S'agissant des conditions d'application, l'article L.230-3 dispose : "A défaut d'accord amiable à l'expiration du délai d'un an mentionné au premier alinéa, le juge de l'expropriation, saisi soit par le propriétaire, soit par la collectivité ou le service public qui a fait l'objet de la mise en demeure, prononce le transfert de propriété et fixe le prix de l'immeuble. Ce prix, y compris l'indemnité de remploi, est fixé et payé comme en matière d'expropriation, sans qu'il soit tenu compte des dispositions qui ont justifié le droit de délaissement ".
S'agissant du sort des inscriptions grevant le bien faisant l'objet du délaissement, l'article L.230-5 du même code précise que " L'acte ou la décision portant transfert de propriété éteint par lui-même et à sa date tous droits réels ou personnels existants sur les immeubles cédés même en l'absence de déclaration d'utilité publique antérieure. Les droits des créanciers inscrits sont reportés sur le prix dans les conditions prévues par l'article L12-3 du code de l'expropriation pour cause d'utilité publique ".
Ainsi, l'acte ou la décision judiciaire emportent les mêmes effets d'extinction des droits réels ou personnels que l'ordonnance d'expropriation tels qu'ils sont décrits au 1er alinéa de l'art L12-2 du code de l'expropriation.
Mais, s'il renvoie au code de l'expropriation (art L12-3) pour les conditions dans lesquelles se trouvent reportés les droits des créanciers sur le prix, l'article L230-5 précité est muet sur le sort des inscriptions éteintes et la constatation de cette extinction à la conservation des hypothèques. Il ne fait notamment pas référence au troisième alinéa de l'article L12-2 du dit code qui dispose " les inscriptions de privilèges ou d'hypothèques éteints par l'application des dispositions mentionnées ci-dessus sont périmées à l'expiration d'un délai de 6 mois à compter du jour de la publication de l'ordonnance devenue irrévocable, de l'acte de cession amiable passé après déclaration d'utilité publique ou de l'ordonnance de donné acte d'une vente antérieure à la déclaration d'utilité publique. Cette péremption ne pourra être constatée à la publicité foncière que sur justification, par tout intéressé, du caractère irrévocable ou définitif des procédures susvisées emportant extinction des droits réels ou personnels existant sur les immeubles expropriés ".

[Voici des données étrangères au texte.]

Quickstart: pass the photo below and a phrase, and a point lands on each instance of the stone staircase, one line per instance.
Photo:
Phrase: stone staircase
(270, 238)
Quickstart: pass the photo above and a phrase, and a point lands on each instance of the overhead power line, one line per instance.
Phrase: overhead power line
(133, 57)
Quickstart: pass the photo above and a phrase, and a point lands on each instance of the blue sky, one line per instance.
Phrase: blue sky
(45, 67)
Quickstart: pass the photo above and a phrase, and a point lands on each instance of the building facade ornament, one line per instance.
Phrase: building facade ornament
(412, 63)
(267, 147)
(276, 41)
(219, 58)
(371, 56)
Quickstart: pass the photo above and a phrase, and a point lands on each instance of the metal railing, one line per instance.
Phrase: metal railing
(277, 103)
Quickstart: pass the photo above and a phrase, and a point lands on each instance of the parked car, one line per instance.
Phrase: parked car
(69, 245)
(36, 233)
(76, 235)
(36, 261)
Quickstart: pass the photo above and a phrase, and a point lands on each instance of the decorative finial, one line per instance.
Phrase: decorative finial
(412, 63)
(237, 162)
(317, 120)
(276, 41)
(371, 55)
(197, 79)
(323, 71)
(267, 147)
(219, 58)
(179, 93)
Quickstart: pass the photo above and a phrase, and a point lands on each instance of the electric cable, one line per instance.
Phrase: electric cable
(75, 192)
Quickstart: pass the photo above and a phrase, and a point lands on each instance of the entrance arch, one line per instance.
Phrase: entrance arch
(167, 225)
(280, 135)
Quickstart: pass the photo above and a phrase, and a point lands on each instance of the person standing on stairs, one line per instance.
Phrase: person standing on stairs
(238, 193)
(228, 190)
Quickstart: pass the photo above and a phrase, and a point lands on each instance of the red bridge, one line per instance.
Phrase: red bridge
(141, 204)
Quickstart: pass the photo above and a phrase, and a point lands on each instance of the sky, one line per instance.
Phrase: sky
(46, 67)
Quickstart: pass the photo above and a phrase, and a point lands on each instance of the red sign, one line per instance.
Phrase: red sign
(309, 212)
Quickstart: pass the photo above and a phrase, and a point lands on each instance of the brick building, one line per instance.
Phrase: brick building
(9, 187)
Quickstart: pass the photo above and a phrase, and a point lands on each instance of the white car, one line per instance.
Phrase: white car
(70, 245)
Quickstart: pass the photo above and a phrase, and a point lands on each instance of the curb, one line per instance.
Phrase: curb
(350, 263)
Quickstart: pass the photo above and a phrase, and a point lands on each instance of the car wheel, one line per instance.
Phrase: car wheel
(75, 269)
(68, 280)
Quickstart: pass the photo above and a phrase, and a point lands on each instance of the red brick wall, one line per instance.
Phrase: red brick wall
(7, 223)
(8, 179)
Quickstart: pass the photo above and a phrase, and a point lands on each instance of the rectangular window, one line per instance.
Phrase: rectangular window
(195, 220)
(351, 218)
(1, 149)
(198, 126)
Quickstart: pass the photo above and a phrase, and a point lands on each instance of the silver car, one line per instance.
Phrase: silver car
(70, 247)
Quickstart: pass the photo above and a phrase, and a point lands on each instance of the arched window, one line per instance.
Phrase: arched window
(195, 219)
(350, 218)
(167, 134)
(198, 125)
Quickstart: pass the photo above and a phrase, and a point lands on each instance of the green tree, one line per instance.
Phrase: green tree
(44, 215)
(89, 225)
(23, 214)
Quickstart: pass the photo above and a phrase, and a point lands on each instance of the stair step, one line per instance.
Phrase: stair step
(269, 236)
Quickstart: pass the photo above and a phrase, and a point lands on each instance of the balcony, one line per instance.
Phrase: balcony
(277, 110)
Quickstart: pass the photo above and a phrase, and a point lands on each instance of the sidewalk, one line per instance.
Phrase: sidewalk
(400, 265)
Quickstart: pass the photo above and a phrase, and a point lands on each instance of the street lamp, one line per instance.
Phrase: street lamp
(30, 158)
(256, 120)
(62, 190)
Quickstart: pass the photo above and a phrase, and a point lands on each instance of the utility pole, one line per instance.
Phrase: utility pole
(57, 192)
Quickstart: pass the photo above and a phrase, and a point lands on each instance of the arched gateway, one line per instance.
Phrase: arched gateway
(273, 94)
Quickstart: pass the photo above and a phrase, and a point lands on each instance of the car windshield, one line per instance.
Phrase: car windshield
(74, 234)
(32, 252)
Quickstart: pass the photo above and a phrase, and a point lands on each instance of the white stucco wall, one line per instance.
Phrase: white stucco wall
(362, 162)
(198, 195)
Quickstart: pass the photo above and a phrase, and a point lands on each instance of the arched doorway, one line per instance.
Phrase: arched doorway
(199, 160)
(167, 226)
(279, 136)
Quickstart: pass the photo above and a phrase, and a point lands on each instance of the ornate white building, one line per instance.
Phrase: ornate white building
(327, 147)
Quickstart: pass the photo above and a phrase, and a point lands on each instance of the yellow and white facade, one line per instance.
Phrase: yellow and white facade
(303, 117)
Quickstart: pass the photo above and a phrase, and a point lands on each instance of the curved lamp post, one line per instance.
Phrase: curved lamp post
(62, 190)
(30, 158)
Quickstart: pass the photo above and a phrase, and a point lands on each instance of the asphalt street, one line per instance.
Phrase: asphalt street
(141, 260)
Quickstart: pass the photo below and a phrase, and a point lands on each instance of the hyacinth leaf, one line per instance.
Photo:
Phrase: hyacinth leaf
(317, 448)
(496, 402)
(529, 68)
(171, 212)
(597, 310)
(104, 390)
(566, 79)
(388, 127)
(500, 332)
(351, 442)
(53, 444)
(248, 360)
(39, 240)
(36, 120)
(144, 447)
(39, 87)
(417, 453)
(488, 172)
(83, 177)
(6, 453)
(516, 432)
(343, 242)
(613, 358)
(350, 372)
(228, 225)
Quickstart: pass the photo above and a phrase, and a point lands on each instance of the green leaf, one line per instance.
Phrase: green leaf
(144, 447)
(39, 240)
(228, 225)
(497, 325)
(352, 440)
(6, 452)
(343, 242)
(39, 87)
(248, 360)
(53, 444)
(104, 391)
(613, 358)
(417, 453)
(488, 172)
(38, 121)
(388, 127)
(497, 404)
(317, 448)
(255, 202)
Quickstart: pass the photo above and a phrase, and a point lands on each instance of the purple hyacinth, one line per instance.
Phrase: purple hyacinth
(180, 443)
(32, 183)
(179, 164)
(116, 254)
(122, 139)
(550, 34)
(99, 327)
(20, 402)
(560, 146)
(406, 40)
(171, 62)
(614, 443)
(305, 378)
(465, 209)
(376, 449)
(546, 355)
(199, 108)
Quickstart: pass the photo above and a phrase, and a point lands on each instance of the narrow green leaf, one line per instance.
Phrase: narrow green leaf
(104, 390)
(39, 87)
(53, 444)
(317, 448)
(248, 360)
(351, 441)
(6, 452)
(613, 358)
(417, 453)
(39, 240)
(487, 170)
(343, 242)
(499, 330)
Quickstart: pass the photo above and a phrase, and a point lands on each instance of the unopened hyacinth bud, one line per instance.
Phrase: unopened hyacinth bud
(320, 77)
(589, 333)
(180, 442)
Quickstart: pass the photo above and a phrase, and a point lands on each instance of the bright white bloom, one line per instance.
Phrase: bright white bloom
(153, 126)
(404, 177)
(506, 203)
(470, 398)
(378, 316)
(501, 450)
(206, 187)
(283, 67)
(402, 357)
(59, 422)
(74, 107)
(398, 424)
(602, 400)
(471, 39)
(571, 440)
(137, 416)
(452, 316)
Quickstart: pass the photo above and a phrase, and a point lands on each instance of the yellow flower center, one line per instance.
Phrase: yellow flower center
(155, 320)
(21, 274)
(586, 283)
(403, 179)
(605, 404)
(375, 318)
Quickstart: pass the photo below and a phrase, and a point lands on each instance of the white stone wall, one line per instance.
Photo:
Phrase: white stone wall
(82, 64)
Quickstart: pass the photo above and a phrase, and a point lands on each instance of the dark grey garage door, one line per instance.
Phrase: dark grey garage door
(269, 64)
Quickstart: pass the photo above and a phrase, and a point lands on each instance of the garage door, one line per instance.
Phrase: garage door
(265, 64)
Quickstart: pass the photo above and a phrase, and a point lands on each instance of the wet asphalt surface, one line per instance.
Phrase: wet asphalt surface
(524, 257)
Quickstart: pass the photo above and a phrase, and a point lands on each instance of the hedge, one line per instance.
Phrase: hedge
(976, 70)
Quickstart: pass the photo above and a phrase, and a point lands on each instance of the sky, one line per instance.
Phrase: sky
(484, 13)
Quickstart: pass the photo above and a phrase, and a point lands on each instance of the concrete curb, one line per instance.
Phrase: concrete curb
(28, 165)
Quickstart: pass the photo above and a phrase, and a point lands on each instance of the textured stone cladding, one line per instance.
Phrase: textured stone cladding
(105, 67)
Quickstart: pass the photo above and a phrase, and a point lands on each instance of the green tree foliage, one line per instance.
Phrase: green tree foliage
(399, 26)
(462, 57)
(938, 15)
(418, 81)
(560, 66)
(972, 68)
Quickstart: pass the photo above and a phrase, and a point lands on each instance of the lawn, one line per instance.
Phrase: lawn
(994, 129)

On pourrait donc en conclure que le législateur n'a pas souhaité étendre au droit de délaissement le dispositif prévu pour les expropriations s'agissant de la péremption des Inscriptions.
Toutefois, on observera que le quatrième et dernier alinéa de l'article L12-2 du code de l'expropriation indique que ses dispositions " sont applicables aux acquisitions réalisées dans les conditions prévues aux articles L123-9 et L 213-5 du code de l'urbanisme. ". Or, dans sa version applicable à la date de rédaction de l'article L12-2 du code de l'expropriation ( la loi 85-729 du 18/07/1985), qui n'a pas été modifié depuis, l'art L123-9 du code de l'urbanisme concerne le droit de délaissement pris dans tous ses aspects, dispositions qui, depuis la loi 2008-1208 du 13/12/2000 sont reprises :
- pour le premier alinéa, à l'article L123-17 (les mots " plans d'occupation des sols " y étant remplacés par " plans d'urbanisme "),
- pour les modalités pratiques d'application qui figuraient dans les alinéas 2 à 5, aux articles L230-1 à L230-5.
Au demeurant, l'article L123-9 actuel contient les dispositions relatives aux conditions d'établissement des plans d'urbanisme dans lesquels s'inscrit l'exercice du droit de délaissement.
Compte tenu de ceci, il y a lieu de considérer que le dispositif décrit au troisième alinéa de cet article doit s'appliquer aux opérations s'inscrivant dans le cadre de l'art L123-17 et L 230-1 du code de l'urbanisme qui reprennent les dispositions de l'ancien art L123-9.
S'agissant du point de départ du délai de six mois, on retiendra la date de publication du jugement portant transfert de propriété devenu irrévocable, ou celle de la publication de l'acte de cession amiable.
Ainsi, s'agissant de la procédure visée dans la question, dès lors que le jugement portant transfert de propriété est devenu définitif, il y aura lieu de déférer à la demande de l'avocat pour ce qui concerne les inscriptions.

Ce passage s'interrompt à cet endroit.